TA tutorials/office hour TBA am on-line
Instructor office hour Mondays 2:00-2:50 on-line
Quizzes during lecture time (about 12 min)
The grading policies described here apply to students in good standing; students who engage in misconduct will be reported to the office of Community Standards & Student Conduct. Their grades may be handled differently.
Submit each homework as a single .pdf file through Canvas (with the exception of programming assignments, which will be discussed below)
The assignments will consist of (1)
programming assignments (typically, to implement a version or a
special case of an algorithm presented in the lecture) to be done in
the programming language of your choice and (2) problems or other
questions, including proofs. The programming assignments will be split
into two separate parts:
Late homeworks will be accepted in exceptional circumstances. Please let us know in advance if you think you will be late.
Teamwork: Each class participant
submits her/his homework individually. Unless explicitly allowed to do
so, you are required to write your own code. Discussing
homework questions is acceptable as long as hints or solutions are not asked for or given; for example, a discussion to clarify what a question requires, on the discussion board or elsewhere, is acceptable. Please list on your homework the names of all the people you discussed with.

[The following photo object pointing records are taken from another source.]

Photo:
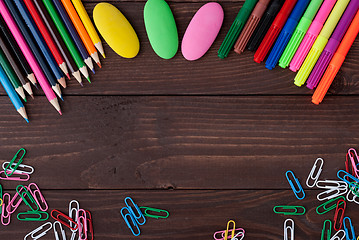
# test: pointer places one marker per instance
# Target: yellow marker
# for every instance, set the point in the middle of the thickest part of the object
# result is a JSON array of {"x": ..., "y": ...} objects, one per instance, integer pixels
[
  {"x": 88, "y": 25},
  {"x": 116, "y": 30},
  {"x": 320, "y": 42}
]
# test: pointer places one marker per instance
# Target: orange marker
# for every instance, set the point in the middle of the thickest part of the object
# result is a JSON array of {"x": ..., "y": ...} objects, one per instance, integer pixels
[
  {"x": 81, "y": 30},
  {"x": 337, "y": 61}
]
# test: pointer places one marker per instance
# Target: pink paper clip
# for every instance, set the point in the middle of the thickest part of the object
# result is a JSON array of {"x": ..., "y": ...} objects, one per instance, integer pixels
[
  {"x": 5, "y": 216},
  {"x": 17, "y": 177},
  {"x": 37, "y": 195}
]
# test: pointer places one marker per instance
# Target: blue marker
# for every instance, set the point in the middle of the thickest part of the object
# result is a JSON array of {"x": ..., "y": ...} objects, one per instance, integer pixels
[{"x": 286, "y": 33}]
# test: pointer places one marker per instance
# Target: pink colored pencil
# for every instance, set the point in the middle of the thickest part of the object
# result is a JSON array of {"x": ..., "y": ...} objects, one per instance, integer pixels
[{"x": 29, "y": 56}]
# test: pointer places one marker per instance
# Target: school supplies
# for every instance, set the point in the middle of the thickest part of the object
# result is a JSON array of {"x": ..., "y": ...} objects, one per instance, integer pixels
[
  {"x": 116, "y": 30},
  {"x": 336, "y": 61},
  {"x": 250, "y": 26},
  {"x": 161, "y": 28},
  {"x": 320, "y": 43},
  {"x": 299, "y": 33},
  {"x": 202, "y": 31},
  {"x": 286, "y": 33},
  {"x": 311, "y": 35},
  {"x": 274, "y": 30},
  {"x": 236, "y": 28},
  {"x": 332, "y": 44}
]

On the discussion board: Answer questions on marked as counting for participation asked by instructor, or TAs, or other students. Note: discussion about the homework typically does not qualify for participation, but there are exceptions. For example, if you find an error in the homework and are the first to point it out to us, congratulations! we consider that participation.
How much participation is enough? Once a week on average, either in class or on discussion board, is sufficient for full grade.

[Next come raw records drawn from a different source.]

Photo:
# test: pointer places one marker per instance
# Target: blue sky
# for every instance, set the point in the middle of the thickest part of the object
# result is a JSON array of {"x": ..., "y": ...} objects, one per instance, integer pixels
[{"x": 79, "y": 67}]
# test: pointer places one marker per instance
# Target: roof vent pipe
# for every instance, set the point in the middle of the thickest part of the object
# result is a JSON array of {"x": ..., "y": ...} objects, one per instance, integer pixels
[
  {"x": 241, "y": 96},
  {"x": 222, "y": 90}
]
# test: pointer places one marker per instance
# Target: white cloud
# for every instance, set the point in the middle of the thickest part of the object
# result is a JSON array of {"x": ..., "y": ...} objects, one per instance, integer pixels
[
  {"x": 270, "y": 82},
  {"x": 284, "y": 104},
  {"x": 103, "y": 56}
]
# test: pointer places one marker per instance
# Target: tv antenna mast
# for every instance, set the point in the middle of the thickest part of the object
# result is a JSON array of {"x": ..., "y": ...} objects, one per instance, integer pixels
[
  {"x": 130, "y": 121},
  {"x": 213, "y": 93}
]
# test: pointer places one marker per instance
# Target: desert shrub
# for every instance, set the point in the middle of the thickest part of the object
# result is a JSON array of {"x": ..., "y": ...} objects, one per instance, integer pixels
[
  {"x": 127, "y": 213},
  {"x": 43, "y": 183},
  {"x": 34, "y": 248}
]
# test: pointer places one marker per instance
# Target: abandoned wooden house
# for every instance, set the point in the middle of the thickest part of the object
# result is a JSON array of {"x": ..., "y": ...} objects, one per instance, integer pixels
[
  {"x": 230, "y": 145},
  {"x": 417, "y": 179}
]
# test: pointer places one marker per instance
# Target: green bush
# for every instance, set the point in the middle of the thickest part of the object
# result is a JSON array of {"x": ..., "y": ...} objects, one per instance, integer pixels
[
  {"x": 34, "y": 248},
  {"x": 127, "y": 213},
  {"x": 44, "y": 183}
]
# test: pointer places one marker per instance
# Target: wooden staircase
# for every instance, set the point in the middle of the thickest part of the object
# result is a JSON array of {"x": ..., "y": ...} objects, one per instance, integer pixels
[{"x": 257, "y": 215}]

Note that class attendance by itself is not graded as participation, and is not required.
You will submit a report describing what you did, submit your code, and test your trained predictor(s) on a test set with hidden labels. Evaluation of the project is based partly on the report and partly on the test set results. Time permitting, we will have short presentations/Q\&A during the last lecture time.
More details about the project will be announced around week 3.